Das Komische ist: Ich hänge gar nicht so sehr an meinem Erscheinungsbild. Versteht das nicht falsch! D.h. im Detail nämlich nur, dass ich mich vor Veränderungen nicht fürchte. Sie sind sogar ein Bestandteil meines Lebens. Manchmal gehe ich mit einem richtigen Vollbart in die Schule, manchmal mit einem getrimmten Bart, manchmal glattrasiert. Teilweise habe ich alte Kleidung an, die an einen Obdachlosen erinnert, dann wieder teure Hip-Hop-Kleidung, dann auch mal ein Hemd usw. usf.

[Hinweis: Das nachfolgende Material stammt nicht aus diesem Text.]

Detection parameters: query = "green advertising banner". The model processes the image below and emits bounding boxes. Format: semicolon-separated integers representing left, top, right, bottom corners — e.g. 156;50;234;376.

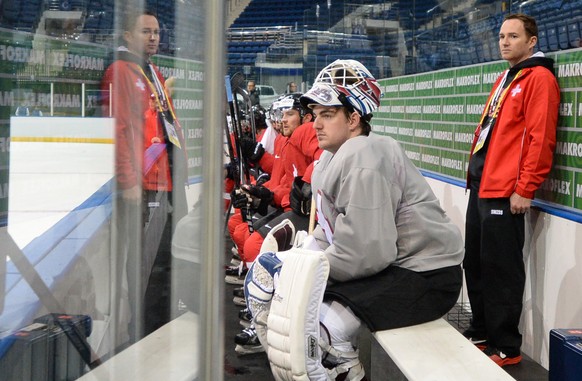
0;29;204;226
372;50;582;220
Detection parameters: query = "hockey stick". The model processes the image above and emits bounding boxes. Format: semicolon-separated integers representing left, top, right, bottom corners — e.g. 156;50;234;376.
224;74;255;234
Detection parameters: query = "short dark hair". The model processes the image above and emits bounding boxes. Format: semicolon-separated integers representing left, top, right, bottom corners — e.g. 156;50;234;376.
121;10;158;32
340;106;373;136
503;13;538;38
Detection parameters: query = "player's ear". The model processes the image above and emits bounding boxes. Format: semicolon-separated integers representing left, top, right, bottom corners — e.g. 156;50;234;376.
348;111;361;131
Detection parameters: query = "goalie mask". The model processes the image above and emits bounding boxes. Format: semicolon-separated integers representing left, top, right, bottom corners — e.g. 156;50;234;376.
301;60;382;116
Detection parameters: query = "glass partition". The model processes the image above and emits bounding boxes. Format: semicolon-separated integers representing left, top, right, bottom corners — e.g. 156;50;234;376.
0;0;219;380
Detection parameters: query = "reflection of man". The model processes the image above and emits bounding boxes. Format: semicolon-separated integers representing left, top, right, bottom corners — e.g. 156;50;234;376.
463;14;560;366
102;8;184;339
286;82;297;94
247;81;259;106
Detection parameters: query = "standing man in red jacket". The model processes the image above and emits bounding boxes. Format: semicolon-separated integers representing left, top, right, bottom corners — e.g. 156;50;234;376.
463;14;560;366
101;11;186;341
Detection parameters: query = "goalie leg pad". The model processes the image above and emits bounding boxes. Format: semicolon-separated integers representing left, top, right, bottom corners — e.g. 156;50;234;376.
267;248;329;381
244;252;282;320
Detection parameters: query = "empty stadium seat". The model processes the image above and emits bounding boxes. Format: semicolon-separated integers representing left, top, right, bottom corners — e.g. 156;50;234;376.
538;28;548;52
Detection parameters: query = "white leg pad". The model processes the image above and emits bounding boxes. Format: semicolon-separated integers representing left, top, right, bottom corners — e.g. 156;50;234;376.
267;248;329;381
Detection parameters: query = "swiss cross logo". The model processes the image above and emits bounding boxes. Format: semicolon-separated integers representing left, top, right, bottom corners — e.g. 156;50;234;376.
135;78;145;91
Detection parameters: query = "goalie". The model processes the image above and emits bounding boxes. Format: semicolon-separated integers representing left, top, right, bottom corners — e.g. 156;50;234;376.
245;60;464;380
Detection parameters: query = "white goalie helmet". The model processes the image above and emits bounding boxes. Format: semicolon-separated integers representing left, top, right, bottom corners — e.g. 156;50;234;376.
301;60;382;116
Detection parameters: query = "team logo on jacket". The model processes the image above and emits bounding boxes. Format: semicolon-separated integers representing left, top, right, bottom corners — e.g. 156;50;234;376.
135;78;145;91
511;83;521;97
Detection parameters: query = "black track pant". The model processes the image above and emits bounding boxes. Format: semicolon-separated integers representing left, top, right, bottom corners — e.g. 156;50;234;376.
463;191;525;356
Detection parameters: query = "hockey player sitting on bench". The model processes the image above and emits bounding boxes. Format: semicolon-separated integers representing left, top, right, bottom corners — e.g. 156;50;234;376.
246;60;464;380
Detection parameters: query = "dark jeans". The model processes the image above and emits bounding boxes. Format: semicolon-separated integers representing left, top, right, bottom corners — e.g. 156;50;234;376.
324;266;463;332
463;190;525;356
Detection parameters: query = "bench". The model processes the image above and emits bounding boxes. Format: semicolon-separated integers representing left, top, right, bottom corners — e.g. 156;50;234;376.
369;318;515;381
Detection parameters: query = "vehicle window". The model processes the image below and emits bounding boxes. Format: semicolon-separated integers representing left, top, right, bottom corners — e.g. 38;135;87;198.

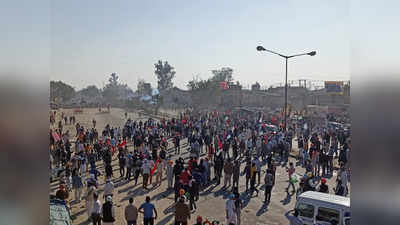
297;203;314;218
316;207;340;222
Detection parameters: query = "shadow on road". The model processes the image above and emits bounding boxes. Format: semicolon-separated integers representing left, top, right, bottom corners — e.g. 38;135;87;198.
157;214;174;225
256;203;268;216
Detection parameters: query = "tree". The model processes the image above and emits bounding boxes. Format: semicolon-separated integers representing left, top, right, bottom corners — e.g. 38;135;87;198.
79;85;101;98
136;79;146;94
50;81;75;101
211;67;233;83
108;73;119;87
154;60;176;91
103;73;120;100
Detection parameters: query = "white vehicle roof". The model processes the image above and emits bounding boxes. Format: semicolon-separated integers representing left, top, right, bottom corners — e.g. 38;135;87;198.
299;191;350;208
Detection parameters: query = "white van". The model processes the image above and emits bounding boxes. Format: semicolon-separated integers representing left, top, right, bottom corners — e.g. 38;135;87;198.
295;191;350;225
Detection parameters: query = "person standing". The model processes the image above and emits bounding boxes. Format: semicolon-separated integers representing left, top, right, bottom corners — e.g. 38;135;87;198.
85;183;97;220
232;160;240;192
234;192;243;225
264;169;274;203
142;159;151;189
139;196;157;225
243;162;251;191
103;179;114;199
90;193;101;225
72;169;83;203
156;156;164;186
286;162;296;193
328;146;335;175
118;151;126;178
250;163;258;196
225;194;237;225
125;198;138;225
101;196;115;225
166;160;174;189
224;158;233;188
175;195;190;225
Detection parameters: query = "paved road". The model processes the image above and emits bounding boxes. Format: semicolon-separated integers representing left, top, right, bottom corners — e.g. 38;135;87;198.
50;109;348;225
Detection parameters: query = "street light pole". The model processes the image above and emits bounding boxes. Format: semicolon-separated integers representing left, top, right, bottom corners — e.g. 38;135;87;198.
256;46;317;132
283;57;288;131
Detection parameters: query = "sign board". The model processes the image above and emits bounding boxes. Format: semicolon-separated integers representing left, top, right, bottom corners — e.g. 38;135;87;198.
325;81;344;94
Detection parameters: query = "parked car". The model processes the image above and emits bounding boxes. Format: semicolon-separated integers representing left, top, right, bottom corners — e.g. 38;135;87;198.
295;191;350;225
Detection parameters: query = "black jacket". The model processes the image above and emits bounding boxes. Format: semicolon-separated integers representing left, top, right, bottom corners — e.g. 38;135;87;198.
102;202;115;222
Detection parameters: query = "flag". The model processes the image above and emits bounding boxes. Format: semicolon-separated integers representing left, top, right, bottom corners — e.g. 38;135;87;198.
219;81;228;90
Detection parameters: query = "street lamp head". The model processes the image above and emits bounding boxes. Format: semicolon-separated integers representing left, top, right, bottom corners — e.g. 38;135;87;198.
257;46;265;51
307;51;317;56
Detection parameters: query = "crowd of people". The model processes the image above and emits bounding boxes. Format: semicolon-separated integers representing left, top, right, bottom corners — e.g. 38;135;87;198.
50;110;351;225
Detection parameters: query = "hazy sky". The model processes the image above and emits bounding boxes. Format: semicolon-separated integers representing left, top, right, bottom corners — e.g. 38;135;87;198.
50;0;350;89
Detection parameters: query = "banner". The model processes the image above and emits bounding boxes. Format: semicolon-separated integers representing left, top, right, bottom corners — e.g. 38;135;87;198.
325;81;344;94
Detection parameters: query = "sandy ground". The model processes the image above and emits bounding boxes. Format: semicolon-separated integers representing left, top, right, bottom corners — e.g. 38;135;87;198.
50;108;350;225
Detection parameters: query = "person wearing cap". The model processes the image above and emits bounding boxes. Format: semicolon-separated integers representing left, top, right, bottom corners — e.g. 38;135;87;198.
101;196;115;225
175;195;190;225
125;197;138;225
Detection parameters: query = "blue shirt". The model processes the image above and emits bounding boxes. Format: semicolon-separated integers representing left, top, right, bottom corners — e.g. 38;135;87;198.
139;202;154;218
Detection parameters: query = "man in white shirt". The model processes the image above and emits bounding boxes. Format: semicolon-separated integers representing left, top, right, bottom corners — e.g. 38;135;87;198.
226;194;237;225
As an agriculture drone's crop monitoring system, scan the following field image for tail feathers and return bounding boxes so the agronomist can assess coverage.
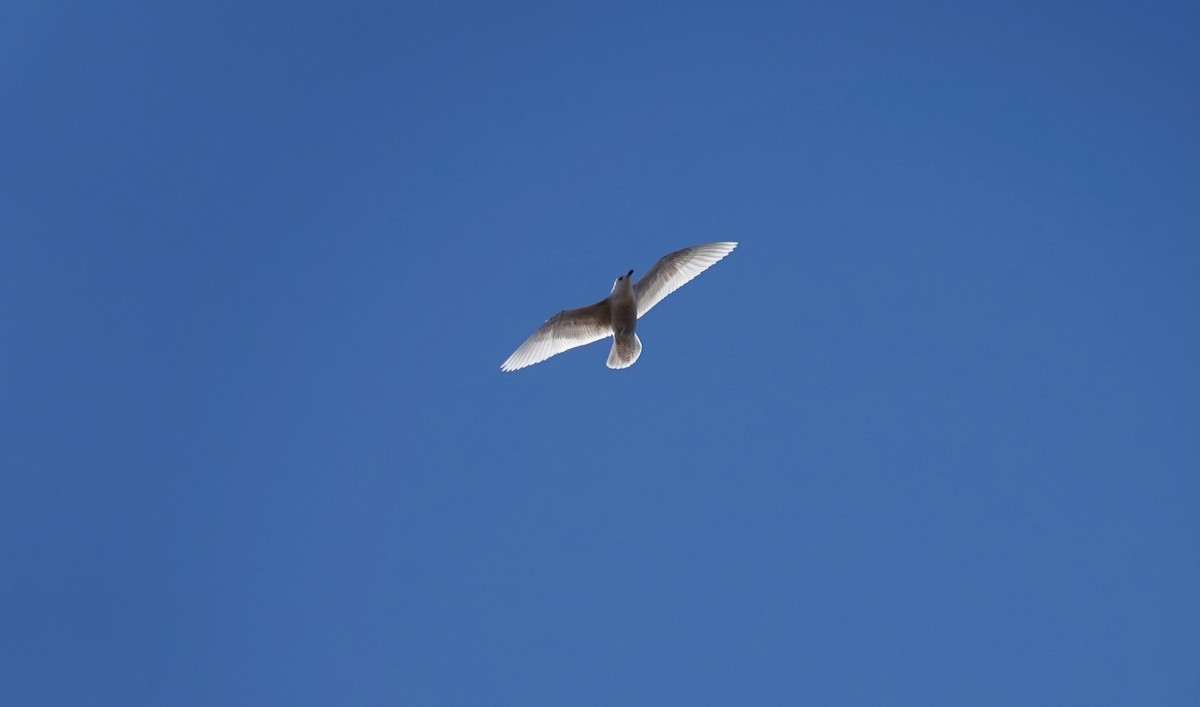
[607,334,642,369]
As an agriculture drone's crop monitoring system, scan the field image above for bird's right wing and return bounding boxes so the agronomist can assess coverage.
[634,241,738,317]
[500,299,612,371]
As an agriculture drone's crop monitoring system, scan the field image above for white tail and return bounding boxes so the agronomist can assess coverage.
[607,334,642,369]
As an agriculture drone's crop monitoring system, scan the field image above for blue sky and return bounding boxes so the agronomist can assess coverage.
[0,1,1200,705]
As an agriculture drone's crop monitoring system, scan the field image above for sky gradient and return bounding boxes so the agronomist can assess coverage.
[0,0,1200,706]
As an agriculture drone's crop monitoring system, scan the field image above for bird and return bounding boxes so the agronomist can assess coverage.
[500,241,738,372]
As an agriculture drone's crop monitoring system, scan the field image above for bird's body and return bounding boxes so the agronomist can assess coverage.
[500,242,738,371]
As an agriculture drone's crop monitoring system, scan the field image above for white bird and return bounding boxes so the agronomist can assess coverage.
[500,242,738,371]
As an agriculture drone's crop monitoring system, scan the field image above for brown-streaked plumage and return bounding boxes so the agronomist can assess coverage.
[500,241,738,371]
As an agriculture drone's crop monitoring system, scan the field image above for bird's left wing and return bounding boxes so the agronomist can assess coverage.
[634,241,738,317]
[500,299,612,371]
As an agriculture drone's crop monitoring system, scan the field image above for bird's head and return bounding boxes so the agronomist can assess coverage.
[612,270,634,292]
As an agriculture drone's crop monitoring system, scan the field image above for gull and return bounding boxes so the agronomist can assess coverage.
[500,241,738,371]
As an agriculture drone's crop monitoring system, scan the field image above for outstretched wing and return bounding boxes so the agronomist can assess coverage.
[634,241,738,317]
[500,299,612,371]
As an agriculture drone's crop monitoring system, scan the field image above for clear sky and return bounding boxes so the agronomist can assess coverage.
[0,0,1200,706]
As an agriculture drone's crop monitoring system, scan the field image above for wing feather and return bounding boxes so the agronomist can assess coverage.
[634,241,738,318]
[500,299,612,371]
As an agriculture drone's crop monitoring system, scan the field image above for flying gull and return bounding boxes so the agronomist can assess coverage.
[500,242,738,371]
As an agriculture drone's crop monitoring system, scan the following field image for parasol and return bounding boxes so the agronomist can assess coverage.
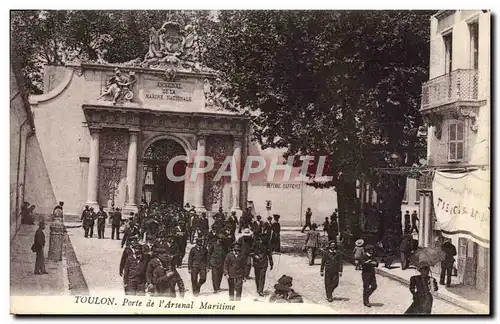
[410,247,446,269]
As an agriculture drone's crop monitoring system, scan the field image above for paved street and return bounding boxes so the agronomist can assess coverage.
[68,228,471,314]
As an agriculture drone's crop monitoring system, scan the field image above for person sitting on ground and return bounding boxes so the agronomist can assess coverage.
[269,275,304,303]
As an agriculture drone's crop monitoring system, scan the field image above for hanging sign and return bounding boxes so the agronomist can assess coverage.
[432,170,490,248]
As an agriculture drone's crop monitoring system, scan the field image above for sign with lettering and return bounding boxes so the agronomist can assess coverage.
[432,170,490,247]
[141,79,195,104]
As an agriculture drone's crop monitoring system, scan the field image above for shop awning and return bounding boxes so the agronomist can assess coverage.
[432,170,490,248]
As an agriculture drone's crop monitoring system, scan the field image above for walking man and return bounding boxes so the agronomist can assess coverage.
[320,241,342,303]
[208,234,227,294]
[97,206,108,239]
[361,245,378,307]
[302,208,312,233]
[123,245,146,296]
[111,207,122,240]
[252,233,273,297]
[224,244,246,301]
[188,238,208,297]
[304,224,320,266]
[31,219,48,275]
[439,239,457,287]
[410,210,420,234]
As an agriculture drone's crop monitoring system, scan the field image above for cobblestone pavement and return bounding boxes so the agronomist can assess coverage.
[10,225,67,296]
[68,228,471,314]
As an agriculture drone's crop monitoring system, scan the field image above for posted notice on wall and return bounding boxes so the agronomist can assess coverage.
[432,170,490,248]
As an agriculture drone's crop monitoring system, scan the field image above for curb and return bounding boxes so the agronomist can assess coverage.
[375,268,490,315]
[64,232,89,295]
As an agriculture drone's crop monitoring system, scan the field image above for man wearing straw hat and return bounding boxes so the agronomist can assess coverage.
[31,219,48,275]
[320,241,342,303]
[361,245,378,307]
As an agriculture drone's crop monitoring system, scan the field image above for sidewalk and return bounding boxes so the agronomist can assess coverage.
[377,265,490,314]
[10,225,66,296]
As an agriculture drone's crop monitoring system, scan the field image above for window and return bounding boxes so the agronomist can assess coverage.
[443,33,453,74]
[448,121,465,162]
[469,21,479,70]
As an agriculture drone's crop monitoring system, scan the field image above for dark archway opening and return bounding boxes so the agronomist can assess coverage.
[142,139,186,206]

Aber im Großen und Ganzen gefällt mir der Stil am besten, der einen Kompromiss zwischen "Gefällt den anderen" und "Gefällt mir" bildet. Dann fühle ich mich allgemein besser. Und darum geht es auch. Meist ist es auch so, dass mir Dinge dann doch auf einmal gefallen, von denen ich immer gesagt habe "Das ziehe ich nicht an" oder "Das rasiere/schneide ich mir nicht".